Pada tanggal 18 Agustus lalu, bertepatan pula dengan tanggal 1 bulan Safar tahun 1445 Hijriah. Bulan kedua di kalender Hijriah setelah Muharram ini juga sama seperti bulan-bulan lainnya, memiliki sejarah dalam penamaannya.
Di balik penamaan bulan Safar ada alasan khusus, sebagaimana disampaikan oleh Imam Abul Fida Ismail bin Umar ad-Dimisyqi, atau yang lebih dikenal dengan nama Imam Ibnu Katsir. Hal itu tidak lepas dari keadaan orang Arab tempo dulu pada bulan ini. Safar yang memiliki arti “sepi” atau “sunyi” sesuai keadaan masyarakat Arab yang selalu sepi pada bulan Safar.
Sepi disini dalam arti senyapnya rumah-rumah mereka karena orang-orang keluar meninggalkan rumah untuk perang dan bepergian. Imam Ibnu Katsir menjelaskan demikian:
صَفَرْ: سُمِيَ بِذَلِكَ لِخُلُوِّ بُيُوْتِهِمْ مِنْهُمْ، حِيْنَ يَخْرُجُوْنَ لِلْقِتَالِ وَالْأَسْفَارِ
Artinya: “Safar dinamakan dengan nama tersebut, karena sepinya rumah-rumah mereka dari mereka, ketika mereka keluar untuk perang dan bepergian.” (Ibnu Katsir, Tafsîrubnu Katsîr, [Dârut Thayyibah, 1999], juz IV, halaman 146).
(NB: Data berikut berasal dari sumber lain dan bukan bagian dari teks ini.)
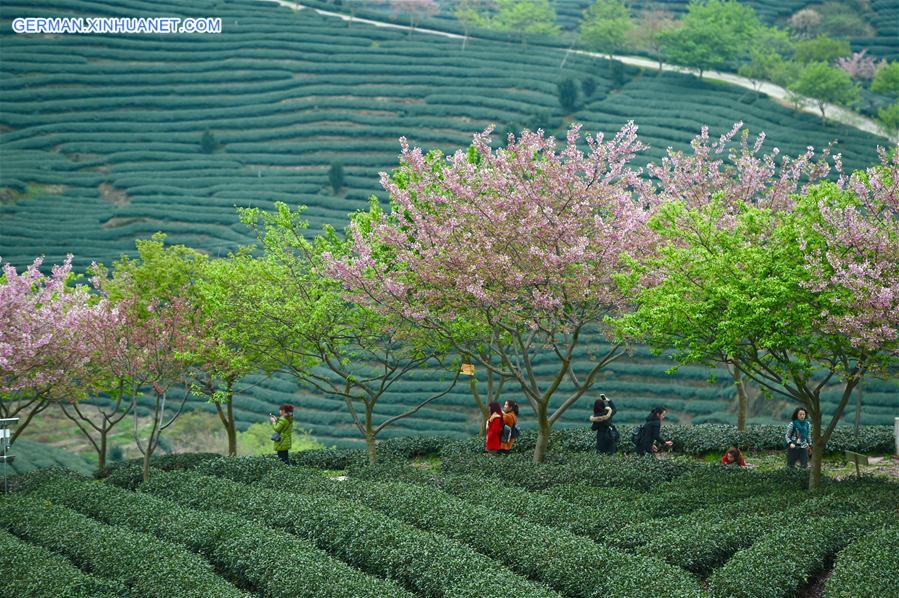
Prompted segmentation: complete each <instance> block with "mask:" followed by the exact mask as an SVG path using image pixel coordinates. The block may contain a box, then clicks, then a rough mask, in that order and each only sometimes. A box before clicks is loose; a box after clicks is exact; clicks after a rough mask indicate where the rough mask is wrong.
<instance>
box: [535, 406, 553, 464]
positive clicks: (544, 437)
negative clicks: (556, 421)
mask: <svg viewBox="0 0 899 598" xmlns="http://www.w3.org/2000/svg"><path fill="white" fill-rule="evenodd" d="M549 431H550V426H549V418H548V417H547V405H545V404H543V403H541V404H540V406H539V408H538V409H537V444H536V445H535V446H534V463H543V461H544V459H546V446H547V445H548V444H549Z"/></svg>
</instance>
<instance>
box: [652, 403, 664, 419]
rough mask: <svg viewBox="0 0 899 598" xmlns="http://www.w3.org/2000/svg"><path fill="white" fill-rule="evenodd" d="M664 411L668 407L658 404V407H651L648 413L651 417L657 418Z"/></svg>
mask: <svg viewBox="0 0 899 598" xmlns="http://www.w3.org/2000/svg"><path fill="white" fill-rule="evenodd" d="M666 411H668V408H667V407H663V406H661V405H660V406H658V407H653V409H652V411H650V412H649V415H651V416H652V417H654V418H656V419H659V416H660V415H662V414H663V413H665V412H666Z"/></svg>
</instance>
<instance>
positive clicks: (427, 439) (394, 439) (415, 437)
mask: <svg viewBox="0 0 899 598" xmlns="http://www.w3.org/2000/svg"><path fill="white" fill-rule="evenodd" d="M446 443H447V440H446V439H445V438H441V437H439V436H401V437H397V438H391V439H389V440H385V441H383V442H381V443H379V444H378V459H379V460H384V461H388V460H393V461H396V460H399V461H406V460H408V459H413V458H415V457H425V456H428V455H436V454H439V453H440V450H441V449H442V448H443V446H444V445H445V444H446Z"/></svg>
Baca Juga : Alasan Kenapa Tahun Hijriah disebut Tahun Islam
Kemudian, Ibnu Manzhur menyampaikan alasan yang lebih banyak. Menurutnya, ada beberapa alasan mendasar di balik penamaan bulan Safar, di antaranya: (1) sebagaimana penjelasan Ibnu Katsir; (2) orang Arab memiliki kebiasaan memanen semua tanaman yang mereka tanam, dan mengosongkan tanah-tanah mereka dari tanamanan pada bulan Safar; dan (3) pada Safar orang Arab memiliki kebiasaan memerangi setiap kabilah yang datang, sehingga kabilah-kabilah tersebut harus pergi tanpa bekal (kosong) karena mereka tinggalkan akibat rasa takut pada serangan orang Arab. (Muhammad al-Anshari, Lisânul ‘Arab, [Beirut, Dârus Shadr: 2000], juz IV, halaman 460).
Itulah sejarah penamaan dari bulan Safar. Akan tetapi, bukan berarti di bulan ini harus di sepikan atau tidak melakukan ibadah-ibadah lainnya karena penamaan tersebut. Sebagaimana sejarah, maka ada asal-usulnya.